Interview de Shai Almog et Chen Fishbein, créateurs du framework de développement d'applications mobiles multiplateforme Codename One. Deux anciens d'Oracle, ayant plus de 20 ans d'expérience en ingénierie logicielle. Chen Fishbein était déjà l'auteur de la célèbre bibliothèque d'interfaces graphiques LWUIT (en J2ME).
(25/09/2015)
Bonjour Shai Almog, bonjour Chen Fishbein, vous êtes les concepteurs de Codename One. Comment travaillez-vous ? Qui s'occupe de quoi ?
Nous travaillons en équipe depuis longtemps, bien avant de nous retrouver chez Sun. En fait, nous sommes des amis d'enfance et nous avons l'habitude de travailler ensemble.

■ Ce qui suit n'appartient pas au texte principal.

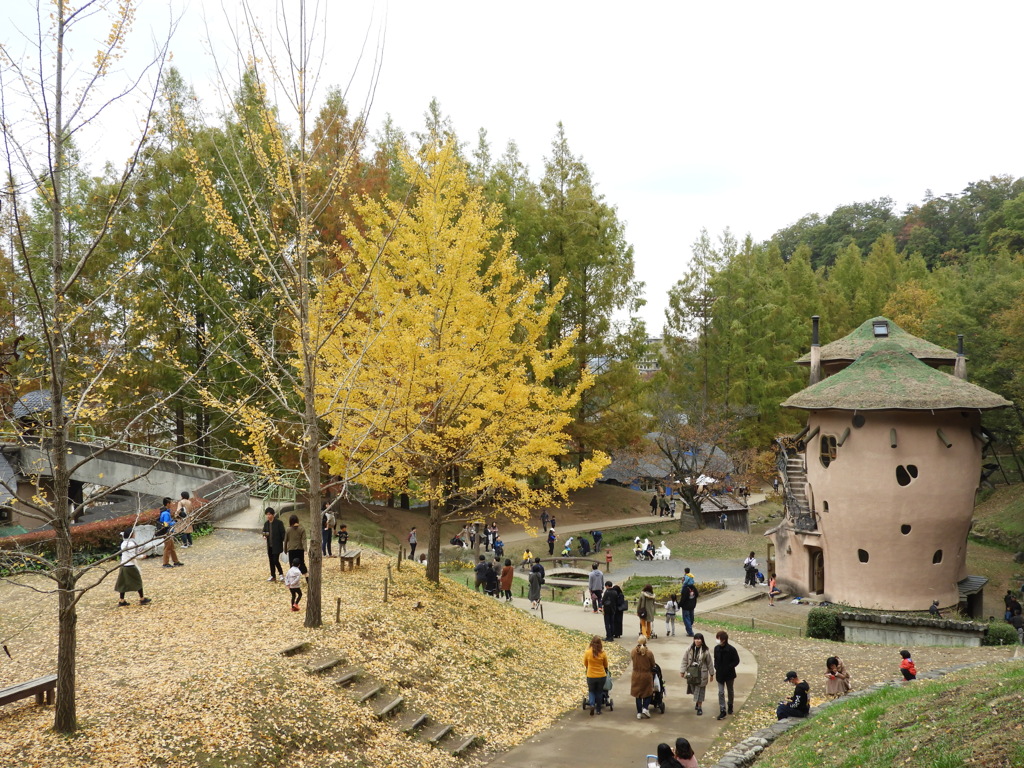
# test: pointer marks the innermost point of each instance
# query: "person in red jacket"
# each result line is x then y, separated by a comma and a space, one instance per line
906, 666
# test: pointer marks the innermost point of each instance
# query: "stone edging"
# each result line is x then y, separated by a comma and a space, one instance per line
748, 751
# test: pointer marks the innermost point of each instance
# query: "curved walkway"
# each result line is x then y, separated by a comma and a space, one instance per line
617, 738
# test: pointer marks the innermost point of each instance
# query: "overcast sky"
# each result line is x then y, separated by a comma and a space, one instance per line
747, 115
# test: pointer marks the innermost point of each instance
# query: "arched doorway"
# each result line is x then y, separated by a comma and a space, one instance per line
817, 568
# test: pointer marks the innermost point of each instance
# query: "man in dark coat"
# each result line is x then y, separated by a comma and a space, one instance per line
623, 607
726, 662
609, 603
273, 531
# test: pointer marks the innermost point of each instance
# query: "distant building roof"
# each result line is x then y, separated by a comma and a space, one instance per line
8, 482
890, 378
858, 341
31, 403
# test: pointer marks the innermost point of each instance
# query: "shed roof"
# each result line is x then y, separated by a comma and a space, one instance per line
890, 378
862, 338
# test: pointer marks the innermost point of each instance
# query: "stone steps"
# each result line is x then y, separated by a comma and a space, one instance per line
389, 709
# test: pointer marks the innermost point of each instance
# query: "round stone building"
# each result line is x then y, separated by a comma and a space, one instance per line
880, 486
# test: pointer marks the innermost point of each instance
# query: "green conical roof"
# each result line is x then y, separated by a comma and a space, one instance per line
858, 341
888, 377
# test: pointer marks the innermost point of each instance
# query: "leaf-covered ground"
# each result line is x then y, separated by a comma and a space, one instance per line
196, 678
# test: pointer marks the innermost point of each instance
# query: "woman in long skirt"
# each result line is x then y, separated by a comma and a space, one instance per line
698, 670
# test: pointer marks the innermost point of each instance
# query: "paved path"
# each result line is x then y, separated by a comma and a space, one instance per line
617, 739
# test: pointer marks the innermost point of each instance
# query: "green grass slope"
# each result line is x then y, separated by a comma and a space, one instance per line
968, 718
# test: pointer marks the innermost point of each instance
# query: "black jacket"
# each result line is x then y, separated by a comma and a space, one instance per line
275, 536
688, 600
726, 660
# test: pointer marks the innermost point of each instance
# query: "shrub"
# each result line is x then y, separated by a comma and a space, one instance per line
999, 633
823, 624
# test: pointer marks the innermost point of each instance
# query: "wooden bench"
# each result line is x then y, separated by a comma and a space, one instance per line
351, 558
42, 688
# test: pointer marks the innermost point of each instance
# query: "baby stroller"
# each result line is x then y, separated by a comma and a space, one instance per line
606, 702
658, 698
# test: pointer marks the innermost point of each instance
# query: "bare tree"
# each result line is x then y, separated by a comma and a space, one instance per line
282, 175
49, 101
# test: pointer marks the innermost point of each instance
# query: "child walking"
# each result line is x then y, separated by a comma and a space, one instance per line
293, 580
906, 666
671, 607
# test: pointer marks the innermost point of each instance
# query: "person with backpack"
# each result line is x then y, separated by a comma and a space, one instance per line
751, 570
698, 670
328, 522
412, 543
273, 532
688, 604
726, 662
609, 604
645, 610
184, 525
165, 528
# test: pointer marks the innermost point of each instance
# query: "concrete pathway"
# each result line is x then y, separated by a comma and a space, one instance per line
250, 518
617, 738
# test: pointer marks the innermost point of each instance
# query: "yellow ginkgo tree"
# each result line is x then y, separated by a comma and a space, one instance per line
453, 400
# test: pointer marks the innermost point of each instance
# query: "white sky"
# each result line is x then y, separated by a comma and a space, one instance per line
747, 115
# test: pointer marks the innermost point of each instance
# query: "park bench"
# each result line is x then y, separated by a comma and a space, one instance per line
42, 688
350, 558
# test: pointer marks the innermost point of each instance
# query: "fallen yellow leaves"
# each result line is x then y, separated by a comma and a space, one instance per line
196, 679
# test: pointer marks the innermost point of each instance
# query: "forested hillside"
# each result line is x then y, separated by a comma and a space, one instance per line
950, 265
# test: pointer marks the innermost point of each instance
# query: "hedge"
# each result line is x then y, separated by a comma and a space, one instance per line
1000, 633
824, 624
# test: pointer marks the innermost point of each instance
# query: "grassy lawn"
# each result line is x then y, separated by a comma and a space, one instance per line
967, 718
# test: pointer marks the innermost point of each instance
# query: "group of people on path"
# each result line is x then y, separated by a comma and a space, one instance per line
496, 579
291, 541
173, 523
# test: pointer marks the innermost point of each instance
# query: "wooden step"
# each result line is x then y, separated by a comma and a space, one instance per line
434, 733
348, 676
390, 708
325, 665
368, 690
409, 721
459, 747
293, 650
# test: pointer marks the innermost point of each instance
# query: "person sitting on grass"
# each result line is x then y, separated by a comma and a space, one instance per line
799, 704
906, 667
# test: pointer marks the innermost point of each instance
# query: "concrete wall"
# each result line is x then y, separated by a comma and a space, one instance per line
857, 631
880, 539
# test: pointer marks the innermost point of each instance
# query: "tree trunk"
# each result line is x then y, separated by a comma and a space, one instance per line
434, 537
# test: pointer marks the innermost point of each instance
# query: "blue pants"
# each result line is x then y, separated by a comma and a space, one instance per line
688, 622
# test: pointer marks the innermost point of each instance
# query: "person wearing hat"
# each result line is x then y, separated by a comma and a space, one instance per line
800, 701
273, 531
129, 578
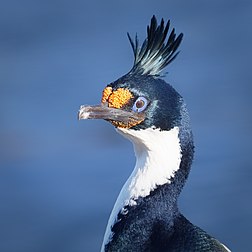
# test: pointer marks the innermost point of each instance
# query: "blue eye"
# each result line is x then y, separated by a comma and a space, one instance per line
140, 104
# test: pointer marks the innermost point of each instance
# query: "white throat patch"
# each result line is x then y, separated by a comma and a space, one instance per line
158, 157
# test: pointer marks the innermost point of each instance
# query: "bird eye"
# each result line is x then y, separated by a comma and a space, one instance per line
140, 104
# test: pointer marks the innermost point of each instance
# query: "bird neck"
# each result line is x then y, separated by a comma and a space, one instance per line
154, 184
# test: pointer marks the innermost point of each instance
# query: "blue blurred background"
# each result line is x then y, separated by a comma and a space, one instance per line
59, 177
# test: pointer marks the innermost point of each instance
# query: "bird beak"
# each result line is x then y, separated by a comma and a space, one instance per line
118, 117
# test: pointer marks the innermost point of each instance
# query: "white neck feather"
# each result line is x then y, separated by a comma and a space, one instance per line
158, 156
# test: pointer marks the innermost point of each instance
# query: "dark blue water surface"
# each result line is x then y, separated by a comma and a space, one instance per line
59, 177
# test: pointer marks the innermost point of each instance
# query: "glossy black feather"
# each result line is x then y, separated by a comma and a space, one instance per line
155, 54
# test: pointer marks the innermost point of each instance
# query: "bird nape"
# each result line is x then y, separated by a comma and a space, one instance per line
153, 116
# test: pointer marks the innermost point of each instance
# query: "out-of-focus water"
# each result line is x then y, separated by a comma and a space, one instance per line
59, 177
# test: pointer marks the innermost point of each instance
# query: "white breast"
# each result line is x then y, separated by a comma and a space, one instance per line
158, 156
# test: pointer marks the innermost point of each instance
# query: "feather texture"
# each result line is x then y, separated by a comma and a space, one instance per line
155, 54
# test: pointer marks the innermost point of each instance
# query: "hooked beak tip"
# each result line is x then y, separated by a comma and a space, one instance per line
83, 113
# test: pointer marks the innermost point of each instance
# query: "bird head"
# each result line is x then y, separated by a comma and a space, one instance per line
141, 99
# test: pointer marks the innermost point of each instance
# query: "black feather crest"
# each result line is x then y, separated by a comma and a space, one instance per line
155, 54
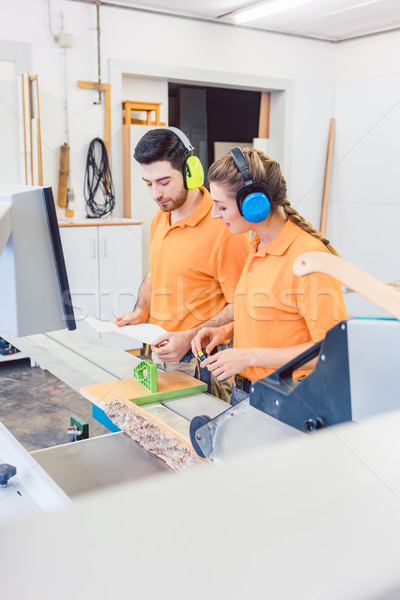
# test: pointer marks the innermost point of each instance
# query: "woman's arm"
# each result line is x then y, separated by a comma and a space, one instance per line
234, 360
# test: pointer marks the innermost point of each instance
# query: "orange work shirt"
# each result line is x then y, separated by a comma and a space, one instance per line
274, 308
195, 265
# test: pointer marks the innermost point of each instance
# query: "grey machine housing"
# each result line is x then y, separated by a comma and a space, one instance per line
356, 377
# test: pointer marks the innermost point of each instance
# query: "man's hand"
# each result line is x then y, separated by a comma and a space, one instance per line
172, 347
134, 318
228, 362
208, 338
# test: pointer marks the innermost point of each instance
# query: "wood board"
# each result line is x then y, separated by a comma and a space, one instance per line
152, 434
173, 384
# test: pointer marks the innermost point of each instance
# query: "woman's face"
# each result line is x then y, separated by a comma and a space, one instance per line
225, 208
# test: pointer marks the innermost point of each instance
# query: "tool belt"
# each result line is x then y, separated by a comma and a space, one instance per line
243, 384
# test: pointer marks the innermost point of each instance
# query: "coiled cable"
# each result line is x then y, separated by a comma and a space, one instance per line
98, 182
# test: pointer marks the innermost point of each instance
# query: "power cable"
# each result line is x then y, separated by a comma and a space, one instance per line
98, 181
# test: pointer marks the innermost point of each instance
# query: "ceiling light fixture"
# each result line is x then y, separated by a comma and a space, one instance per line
259, 11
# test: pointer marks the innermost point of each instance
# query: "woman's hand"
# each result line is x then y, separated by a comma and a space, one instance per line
172, 346
208, 338
228, 362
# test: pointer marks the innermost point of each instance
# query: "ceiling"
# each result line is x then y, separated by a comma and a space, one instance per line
330, 20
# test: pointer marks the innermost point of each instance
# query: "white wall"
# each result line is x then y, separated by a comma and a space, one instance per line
156, 40
364, 210
356, 82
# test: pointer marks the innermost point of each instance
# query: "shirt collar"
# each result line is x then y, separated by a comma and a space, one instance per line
281, 243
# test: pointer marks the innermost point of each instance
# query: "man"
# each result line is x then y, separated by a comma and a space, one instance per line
195, 262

Généralement, c'est Shai qui s'occupe du support et de l’administration tandis que Chen se concentre davantage sur les aspects techniques.
Comme c’est le cas avec la plupart des startups, tout le monde touche presque à tout et notre organisation est très souple. Par exemple, au début Shai faisait tous les webcasts et maintenant Steve en réalise aussi un certain nombre.

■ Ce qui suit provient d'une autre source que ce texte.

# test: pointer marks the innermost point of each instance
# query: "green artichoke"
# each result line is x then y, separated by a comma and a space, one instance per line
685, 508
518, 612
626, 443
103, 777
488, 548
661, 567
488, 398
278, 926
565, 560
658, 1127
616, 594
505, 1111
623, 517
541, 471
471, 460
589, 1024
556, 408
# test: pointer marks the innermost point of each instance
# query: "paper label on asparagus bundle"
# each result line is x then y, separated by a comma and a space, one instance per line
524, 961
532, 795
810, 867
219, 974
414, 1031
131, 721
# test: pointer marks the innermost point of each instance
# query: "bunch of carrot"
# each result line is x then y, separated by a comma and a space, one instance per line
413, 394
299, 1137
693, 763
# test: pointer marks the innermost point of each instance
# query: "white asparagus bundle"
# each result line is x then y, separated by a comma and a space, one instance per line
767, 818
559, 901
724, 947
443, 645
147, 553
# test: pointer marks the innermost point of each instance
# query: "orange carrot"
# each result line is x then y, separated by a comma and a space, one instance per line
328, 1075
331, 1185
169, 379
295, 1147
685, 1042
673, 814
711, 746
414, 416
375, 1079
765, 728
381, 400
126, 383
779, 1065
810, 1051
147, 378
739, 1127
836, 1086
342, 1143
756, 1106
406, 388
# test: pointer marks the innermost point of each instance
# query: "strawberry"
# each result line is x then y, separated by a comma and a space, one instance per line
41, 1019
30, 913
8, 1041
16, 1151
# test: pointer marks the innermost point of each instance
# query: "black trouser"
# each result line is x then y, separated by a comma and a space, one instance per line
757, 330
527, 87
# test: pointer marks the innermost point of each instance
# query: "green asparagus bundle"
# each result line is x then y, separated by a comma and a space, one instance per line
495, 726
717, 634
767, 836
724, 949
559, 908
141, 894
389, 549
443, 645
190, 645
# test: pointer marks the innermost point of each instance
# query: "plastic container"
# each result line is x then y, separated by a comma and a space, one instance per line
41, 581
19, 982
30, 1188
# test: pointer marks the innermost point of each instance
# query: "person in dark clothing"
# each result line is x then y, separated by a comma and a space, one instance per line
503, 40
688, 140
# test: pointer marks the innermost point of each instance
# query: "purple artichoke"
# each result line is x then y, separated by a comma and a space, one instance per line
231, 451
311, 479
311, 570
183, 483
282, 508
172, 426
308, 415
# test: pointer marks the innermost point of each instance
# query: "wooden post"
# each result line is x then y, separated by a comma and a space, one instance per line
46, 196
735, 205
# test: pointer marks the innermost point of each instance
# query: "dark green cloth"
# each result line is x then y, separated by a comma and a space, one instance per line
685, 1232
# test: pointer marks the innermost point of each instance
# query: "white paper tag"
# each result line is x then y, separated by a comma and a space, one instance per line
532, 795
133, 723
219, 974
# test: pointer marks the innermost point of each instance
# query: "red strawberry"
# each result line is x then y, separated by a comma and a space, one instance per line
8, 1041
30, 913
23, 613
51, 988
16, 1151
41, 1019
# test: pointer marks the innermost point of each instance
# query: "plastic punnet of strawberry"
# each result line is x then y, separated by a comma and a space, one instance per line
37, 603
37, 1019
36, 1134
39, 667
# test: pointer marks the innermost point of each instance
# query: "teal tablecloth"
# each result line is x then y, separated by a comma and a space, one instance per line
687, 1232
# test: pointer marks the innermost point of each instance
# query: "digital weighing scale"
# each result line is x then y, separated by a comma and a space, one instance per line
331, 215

Codename One est un framework assez jeune, puisque sa première version bêta a été lancée publiquement en janvier 2012. Il a atteint très vite une grande maturité. Comment expliquez-vous cela ?
Il a été créé à partir d'un framework très robuste que nous avions développé chez Sun Microsystems. Ses racines remontent à 2006, lorsque Chen a démarré le projet sous-jacent.
Quand nous avons fondé Codename One, nous avions derrière nous des années de travaux d'infrastructure et toute l'expérience acquise chez Sun Microsystems. Cela nous a permis de lancer une version bêta qui a été remarquablement fonctionnelle. Depuis, nous avons développé une grande communauté enthousiaste qui a vraiment contribué à la robustesse du produit.
Le fait d'avoir à compiler ses applications dans le Cloud surprend souvent les développeurs qui découvrent le framework. Pouvez-vous expliquer les raisons de ce choix ?
Lorsque nous avons commencé à travailler sur Codename One, nous avions une architecture très complexe qui permettait au plugin d’être utilisé à la fois en ligne et hors ligne. Le niveau de complexité était tel que nous avons dû réduire un grand nombre de fonctionnalités pour supporter l’utilisation ou la compilation hors ligne.
Après quelques nuits difficiles de bidouillage, nous avons fait le point et sommes arrivés à la conclusion que c'était "le seul moyen" de rendre le concept du Write Once Run Anywhere (WORA) possible sur les appareils mobiles.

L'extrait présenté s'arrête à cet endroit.